Em muitas das casas invadidas, já moram famílias inteiras vindas de outras partes da Líbia. Em vários casos, há suspeita de que mulheres não líbias, das muitas que viviam no país, vindas de outros países africanos, estejam sejam mantidas em condições de cárcere privado, como empregadas domésticas. Os grupos feministas também suspeitam que as milícias estejam seqüestrando mulheres nas ruas, para mantê-las como serviçais nas casas convertidas em fortalezas das milícias armadas.
O que mais enfurece muitos, hoje, em Trípoli, é que o novo governo não dê qualquer sinal, sequer, de suspeitar da existência desses problemas. É como se o novo governo não tivesse qualquer interesse em qualquer tipo de investigação pela Corte Criminal Internacional, porque não querem investigadores internacionais na cidade, fazendo perguntas.
Líbios que viviam no interior do país, e os que se refugiaram em países vizinhos, estão começando a voltar às suas grandes tribos originais, e começam a organizar-se para pôr fim a esses e a muitos outros problemas.
Um dos locais onde se ouve dizer que a situação está prestes a explodir em violência, áreas como Bani Wallid e Sirte, onde a OTAN e seus aliados locais mataram muitos civis – mortes que nem os grupos de direitos humanos sabem estimar com alguma precisão. Um comandante de uma milícia local disse a mim e a dois outros jornalistas alguma coisa do que ouviu, numa operação de prisão clandestina: “Se, há um ano, havia divisões intratribais ou disputas por território entre as tribos, hoje os problemas estão multiplicados por 500. As tribos estão-se armando e já deram ao novo governo vários prazos para que comece a reconstruir as casas e os estabelecimentos comerciais que foram destruídos, para ajudar as famílias que perderam tudo, para desarmar os milicianos que andam pelas ruas, e para desmobilizar as gangues armadas, fazendo os milicianos voltarem para as cidades de origem. Até agora, o novo governo nada fez nessa direção, e as pessoas estão cada dia mais furiosas.”

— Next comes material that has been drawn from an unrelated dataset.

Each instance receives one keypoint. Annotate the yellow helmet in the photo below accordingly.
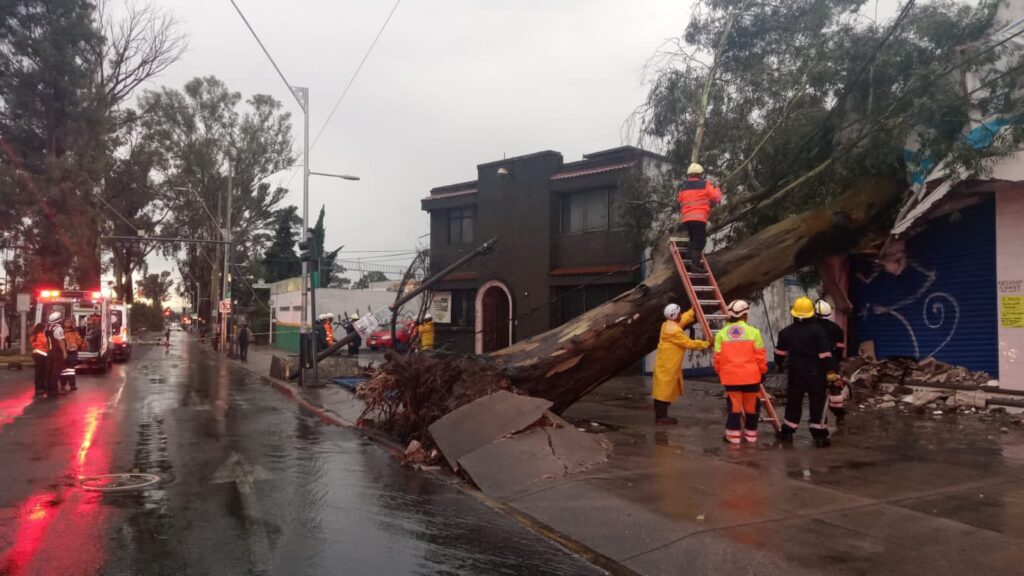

Outro problema que provoca profundo descontentamento são os preços, que não param de aumentar – exceto eletricidade, que ninguém no país paga, segundo minhas fontes, desde fevereiro. Mas os cortes de eletricidade são hoje similares aos que aconteciam durante o bombardeio pela OTAN. A falta de dinheiro também é problema, porque ninguém pode retirar dos bancos mais que 750 dinars por mês. O dinheiro é relativamente escasso. Sabe-se que foram sacados dos bancos líbios cerca de 7 bilhões, por ex funcionários e empresários líbios no início da primavera; e que mais de 8 bilhões haviam sido sacados pelos cidadãos, no verão anterior, no pânico que se criou, pouco antes de o governo Gaddafi limitar o saque, nos bancos, a 500 dinars mensais.
Ouvi, pessoalmente, em países vizinhos e dentro da Líbia, dito por funcionários da administração das áreas tribais, que a guerra recomeçará, provavelmente, dia 1º de março. “Nossa história, nossa cultura, nossa dignidade estão ameaçadas. É responsabilidade das tribos limpar o país, expulsar daqui esses fora-da-lei, exatamente como já fizemos com os colonizadores italianos”.
Numa reunião em país vizinho da Líbia, ouvi de um apoiador de Gaddafi: “Sabemos quais as tribos que trabalharam aliadas à OTAN e traíram seus deveres tradicionais. Também aconteceu no tempo dos italianos e ao longo do tempo, quando tribos aliaram-se às empresas estrangeiras de petróleo. Vamos à guerra, para restaurar a trilha dos povos líbios, sem ignorar os erros que foram cometidos pelo governo Gaddafi, mas sem esquecer que temos apoio de 90% da população nas áreas da tribo Wafala, como Ban Walid; e de cerca de 60%, em Trípoli. Gaddafi está morto. Mas muitas de suas boas políticas prosseguirão.Ihshallah.”